Após anos de estagnação e abandono, tem-se atualmente um quadro muito positivo

de retomada de novos lançamentos imobiliários na região central da cidade. Cabe, contudo,

refletir sobre de que forma esta nova ocupação se dará, que desenho é pretendido e,

principalmente, como tecer o diálogo entre o edificado – impregnado por uma carga histórica,

simbólica e imagética muito forte – e o novo – capaz de trazer novas apropriações, leituras e

ressignificações, devolvendo sentido para trechos desconectados.

O que vemos por ora são empreendimentos descontextualizados, de desenho genérico

e empobrecido, que não refletem em sua forma a complexidade de seu peculiar entorno.

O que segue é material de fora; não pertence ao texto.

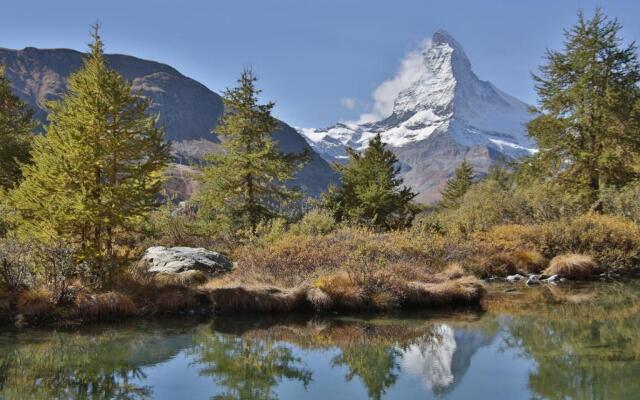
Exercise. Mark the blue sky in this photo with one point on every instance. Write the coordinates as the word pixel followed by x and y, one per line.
pixel 319 60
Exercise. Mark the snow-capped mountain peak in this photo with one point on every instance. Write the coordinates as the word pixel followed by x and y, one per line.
pixel 442 98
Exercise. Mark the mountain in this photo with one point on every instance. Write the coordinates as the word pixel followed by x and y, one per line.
pixel 187 109
pixel 446 114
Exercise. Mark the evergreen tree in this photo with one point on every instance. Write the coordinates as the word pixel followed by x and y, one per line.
pixel 246 183
pixel 16 126
pixel 371 191
pixel 588 126
pixel 457 186
pixel 97 171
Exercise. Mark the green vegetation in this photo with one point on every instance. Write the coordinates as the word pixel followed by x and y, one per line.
pixel 371 193
pixel 87 204
pixel 588 127
pixel 245 185
pixel 96 173
pixel 16 126
pixel 457 186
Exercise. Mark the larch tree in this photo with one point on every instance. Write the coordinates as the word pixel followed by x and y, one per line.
pixel 371 191
pixel 16 126
pixel 457 186
pixel 588 127
pixel 97 171
pixel 245 184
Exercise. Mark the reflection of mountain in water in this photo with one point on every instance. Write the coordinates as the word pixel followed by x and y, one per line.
pixel 440 360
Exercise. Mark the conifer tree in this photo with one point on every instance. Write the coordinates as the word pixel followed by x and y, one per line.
pixel 16 126
pixel 588 129
pixel 245 184
pixel 97 171
pixel 371 192
pixel 457 186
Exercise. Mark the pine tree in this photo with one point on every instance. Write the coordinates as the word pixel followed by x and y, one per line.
pixel 97 171
pixel 371 192
pixel 16 126
pixel 245 184
pixel 457 186
pixel 588 127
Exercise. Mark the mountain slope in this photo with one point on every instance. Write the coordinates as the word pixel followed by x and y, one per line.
pixel 187 109
pixel 445 115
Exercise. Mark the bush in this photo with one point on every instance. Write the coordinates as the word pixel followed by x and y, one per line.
pixel 16 264
pixel 105 305
pixel 572 266
pixel 315 222
pixel 624 202
pixel 613 242
pixel 293 259
pixel 491 203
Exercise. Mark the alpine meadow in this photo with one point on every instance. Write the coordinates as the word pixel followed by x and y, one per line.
pixel 153 231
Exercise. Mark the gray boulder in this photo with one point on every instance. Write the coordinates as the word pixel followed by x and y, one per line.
pixel 533 280
pixel 515 278
pixel 553 279
pixel 172 260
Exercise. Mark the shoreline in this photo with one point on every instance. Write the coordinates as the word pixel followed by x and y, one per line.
pixel 273 303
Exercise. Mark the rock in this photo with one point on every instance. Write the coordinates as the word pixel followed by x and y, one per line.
pixel 515 278
pixel 21 321
pixel 553 279
pixel 174 260
pixel 533 280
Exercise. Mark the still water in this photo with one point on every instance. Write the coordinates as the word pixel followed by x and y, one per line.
pixel 543 343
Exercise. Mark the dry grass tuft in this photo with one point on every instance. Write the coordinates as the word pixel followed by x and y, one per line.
pixel 257 299
pixel 5 304
pixel 105 305
pixel 451 271
pixel 572 266
pixel 172 299
pixel 343 290
pixel 186 278
pixel 463 291
pixel 319 300
pixel 35 304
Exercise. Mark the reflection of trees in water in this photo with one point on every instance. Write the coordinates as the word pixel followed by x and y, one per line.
pixel 375 365
pixel 589 350
pixel 246 369
pixel 70 367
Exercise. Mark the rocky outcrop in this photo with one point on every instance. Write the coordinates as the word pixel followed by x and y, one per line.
pixel 173 260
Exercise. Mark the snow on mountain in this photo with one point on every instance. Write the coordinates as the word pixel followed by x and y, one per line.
pixel 443 97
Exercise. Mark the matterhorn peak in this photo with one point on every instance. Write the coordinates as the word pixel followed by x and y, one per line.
pixel 441 108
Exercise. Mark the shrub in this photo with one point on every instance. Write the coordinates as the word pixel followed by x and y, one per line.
pixel 613 242
pixel 506 263
pixel 15 264
pixel 572 266
pixel 293 259
pixel 315 222
pixel 172 299
pixel 105 305
pixel 35 304
pixel 58 265
pixel 623 202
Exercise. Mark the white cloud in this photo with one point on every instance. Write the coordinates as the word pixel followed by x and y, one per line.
pixel 411 67
pixel 349 103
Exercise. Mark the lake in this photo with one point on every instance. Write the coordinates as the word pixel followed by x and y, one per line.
pixel 560 342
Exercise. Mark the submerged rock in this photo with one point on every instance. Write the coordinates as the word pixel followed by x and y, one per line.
pixel 172 260
pixel 515 278
pixel 553 279
pixel 533 280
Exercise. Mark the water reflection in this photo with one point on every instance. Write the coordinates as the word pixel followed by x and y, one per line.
pixel 576 346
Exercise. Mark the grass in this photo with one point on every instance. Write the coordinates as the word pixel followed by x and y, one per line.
pixel 572 266
pixel 322 268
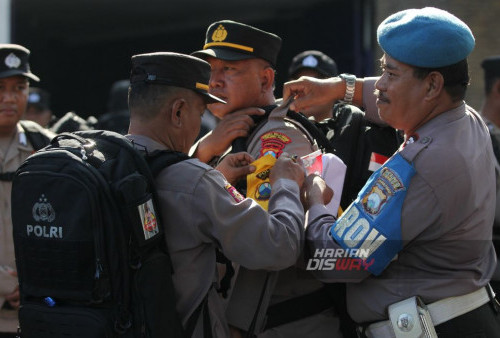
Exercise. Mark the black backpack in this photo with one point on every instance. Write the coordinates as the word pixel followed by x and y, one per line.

Parte deste fenômeno se deve a estreita visão dos incorporadores, que na proposição de

empreendimentos de pouco valor agregado não valorizam em absoluto o projeto

arquitetônico, entendido como um ato de consciência crítica e abrangente. A atual face do

mercado imobiliário paulistano se moldou durante um grande período de expansão periférica

e abertura de novas frentes, em localidades pouco consolidadas que, na contramão da lógica

do interesse coletivo, tiveram o investimento e planejamento público a reboque de sua

vontade. Com o esgotamento de novas frentes de expansão e o visível colapso de mobilidade

que atravessa a metrópole, o centro da cidade tornou-se uma alternativa atraente. Tem-se,

portanto, operando a delicada tarefa de se construir nos vazios deixados pela própria

especulação imobiliária, empreendedores pouco afeitos a trabalhar em áreas de complexidade

– morfológica e simbólica – como a apresentada no centro da cidade. Neste sentido é que

transpõem sem o menor pudor, réplicas de soluções propostas para realidades muito distintas

da experimentada no trecho em questão.

Ao mesmo tempo temos uma legislação pouco compreensiva, que não entende a

peculiaridade morfológica da região central, submetendo este setor da cidade e taxas e

regulações similares às adotadas no restante da urbe. Estas regulamentações abstratas fazem

agravar, pela manutenção, as características abrutalhadas da morfologia e da paisagem

paulistana: uma trama desconectada e a presença constante das empenas cegas como marca

indelével deste anacronismo.

A singularidade de São Paulo frente a outras metrópoles reside na potencialidade de

alteração de forma de seu centro através da implantação de projetos concebidos a luz das

discussões contemporâneas a relacionar-se com o patrimônio edificado. Entretanto, tal

potencialidade indica a necessidade de um cuidado especial, na medida em que a quantidade

e a dispersão desses espaçamentos ocasiona uma “rede” de vazios, de impacto perceptivo

menor quando da atual circunstancia de espera, mas que, uma vez preenchidos sem a

coerência do entendimento do seu caráter primordial, pode minar por completo o maior traço

formador da especial morfologia em questão.

i

Figura 09. Rua Major Sertório,

contrataste de implantações.

Figura 10. Rua Major Sertório

esquina Rua Bento Freitas.

i Todas as imagens contidas neste documento são de autoria de Tiago Seneme Franco.